0.10.2 (2024-03-21)#

Features#

  • Add support of Pydantic v2. (#230)

Improvements#

  • Improve database connections documentation:
    • Add “Types” section describing mapping between Clickhouse and Spark types

    • Add “Prerequisites” section describing different aspects of connecting to Clickhouse

    • Separate documentation of DBReader and .sql() / .pipeline(...)

    • Add examples for .fetch() and .execute() (#211, #228, #229, #233, #234, #235, #236, #240)

  • Add notes to Greenplum documentation about issues with IP resolution and building gpfdist URL (#228)

  • Allow calling MongoDB.pipeline(...) with passing just collection name, without explicit aggregation pipeline. (#237)

  • Update default Postgres(extra={...}) to include {"stringtype": "unspecified"} option. This allows to write text data to non-text column (or vice versa), relying to Postgres cast capabilities.

    For example, now it is possible to read column of type money as Spark’s StringType(), and write it back to the same column, without using intermediate columns or tables. (#229)

Bug Fixes#

  • Return back handling of DBReader(columns="string"). This was a valid syntax up to v0.10 release, but it was removed because most of users neved used it. It looks that we were wrong, returning this behavior back, but with deprecation warning. (#238)

  • Downgrade Greenplum package version from 2.3.0 to 2.2.0. (#239)

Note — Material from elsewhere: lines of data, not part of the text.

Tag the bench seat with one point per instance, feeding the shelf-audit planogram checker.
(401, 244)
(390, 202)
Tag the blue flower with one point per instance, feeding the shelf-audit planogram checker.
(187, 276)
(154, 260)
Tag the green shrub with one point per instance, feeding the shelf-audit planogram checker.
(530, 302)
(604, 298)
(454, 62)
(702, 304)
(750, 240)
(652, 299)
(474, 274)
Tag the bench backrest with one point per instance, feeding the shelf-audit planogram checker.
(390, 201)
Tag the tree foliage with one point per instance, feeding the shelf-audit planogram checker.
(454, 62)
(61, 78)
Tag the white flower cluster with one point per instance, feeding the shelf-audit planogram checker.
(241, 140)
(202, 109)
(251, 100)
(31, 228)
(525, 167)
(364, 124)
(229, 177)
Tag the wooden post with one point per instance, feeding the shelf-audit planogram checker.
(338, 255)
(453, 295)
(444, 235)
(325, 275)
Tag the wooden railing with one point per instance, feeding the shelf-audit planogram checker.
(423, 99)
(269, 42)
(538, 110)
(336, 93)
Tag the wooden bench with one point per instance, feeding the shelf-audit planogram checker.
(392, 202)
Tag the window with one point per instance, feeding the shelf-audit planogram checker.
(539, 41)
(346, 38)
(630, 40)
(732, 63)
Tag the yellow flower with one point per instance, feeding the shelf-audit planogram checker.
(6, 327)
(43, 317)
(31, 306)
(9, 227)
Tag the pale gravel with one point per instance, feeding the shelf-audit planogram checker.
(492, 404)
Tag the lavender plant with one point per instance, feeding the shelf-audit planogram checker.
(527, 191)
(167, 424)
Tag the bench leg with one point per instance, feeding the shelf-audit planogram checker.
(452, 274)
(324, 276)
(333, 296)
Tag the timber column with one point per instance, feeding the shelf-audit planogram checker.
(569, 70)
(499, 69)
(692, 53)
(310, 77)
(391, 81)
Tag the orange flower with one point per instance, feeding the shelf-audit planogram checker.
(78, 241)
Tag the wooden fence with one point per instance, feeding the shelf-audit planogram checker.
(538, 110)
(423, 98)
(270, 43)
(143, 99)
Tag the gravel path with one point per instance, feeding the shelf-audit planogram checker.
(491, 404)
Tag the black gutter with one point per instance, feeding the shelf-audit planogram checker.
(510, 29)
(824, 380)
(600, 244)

    This is because version 2.3.0 introduced issues with writing data to Greenplum 6.x. Connector can open transaction with SELECT * FROM table LIMIT 0 query, but does not close it, which leads to deadlocks.

    For using this connector with Greenplum 7.x, please pass package version explicitly:

    maven_packages = Greenplum.get_packages(package_version="2.3.0", ...)